Perioperative protocol: percentage of patients who have canceled or delayed non-high-risk surgical procedures due to incomplete preoperative basic health assessment documentation.

Card R, Sawyer M, Degnan B, Harder K, Kemper J, Marshall M, Matteson M, Roemer R, Schuller-Bebus G, Swanson C, Stultz J, Sypura W, Terrell C, Varela N. Perioperative protocol. Health care protocol. Bloomington (MN): Institute for Clinical Systems Improvement (ICSI); 2014 Mar. 124 p. [124 references]

View the original measure documentation External Web Site Policy

This is the current release of the measure.

This measure updates a previous version: Danielson D, Bjork K, Card R, Foreman J, Harper C, Roemer R, Stultz J, Sypura W, Thompson S, Webb B. Preoperative evaluation. Bloomington (MN): Institute for Clinical Systems Improvement (ICSI); 2012 Jul. 61 p.

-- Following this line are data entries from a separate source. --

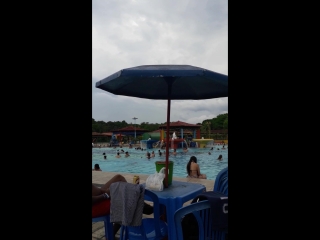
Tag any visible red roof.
[113,126,147,132]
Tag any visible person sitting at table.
[92,174,153,236]
[187,156,207,179]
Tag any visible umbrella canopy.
[96,65,228,100]
[96,65,228,187]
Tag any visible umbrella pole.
[165,94,171,187]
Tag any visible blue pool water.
[92,145,228,180]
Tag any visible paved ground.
[92,171,214,240]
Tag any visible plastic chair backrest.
[92,214,114,240]
[174,200,226,240]
[213,167,228,196]
[120,189,167,240]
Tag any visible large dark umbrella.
[96,65,228,187]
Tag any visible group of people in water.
[92,144,227,179]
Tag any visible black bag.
[192,191,228,231]
[181,213,199,240]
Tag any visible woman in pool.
[187,156,207,179]
[92,163,102,171]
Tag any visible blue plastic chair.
[120,189,168,240]
[92,214,114,240]
[174,200,226,240]
[213,167,228,196]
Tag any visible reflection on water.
[92,145,228,180]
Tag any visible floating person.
[92,163,102,171]
[187,156,207,179]
[172,149,177,155]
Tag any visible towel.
[110,182,144,226]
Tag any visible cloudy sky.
[92,0,228,124]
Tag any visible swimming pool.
[92,145,228,180]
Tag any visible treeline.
[92,113,228,133]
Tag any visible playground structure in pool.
[105,121,227,149]
[140,130,214,149]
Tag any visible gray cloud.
[92,0,228,123]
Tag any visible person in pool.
[187,156,207,179]
[92,163,102,171]
[91,174,153,236]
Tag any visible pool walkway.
[92,171,214,240]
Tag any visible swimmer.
[92,163,102,171]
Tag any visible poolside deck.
[92,171,214,240]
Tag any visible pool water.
[92,145,228,180]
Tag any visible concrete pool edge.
[92,171,214,191]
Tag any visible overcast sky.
[92,0,228,124]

The measure developer reaffirmed the currency of this measure in January 2016.

Primary Measure Domain

Clinical Quality Measures: Process

Secondary Measure Domain

Does not apply to this measure

Description

This measure is used to assess the percentage of patients age two years and older who have canceled or delayed non-high-risk surgical procedures due to incomplete preoperative basic health assessment documentation.

Rationale

The priority aim addressed by this measure is to decrease the percentage of patients age two years and older who have canceled or delayed elective, non-high-risk surgical procedures due to incomplete preoperative basic health assessment and ineffective communication between clinicians.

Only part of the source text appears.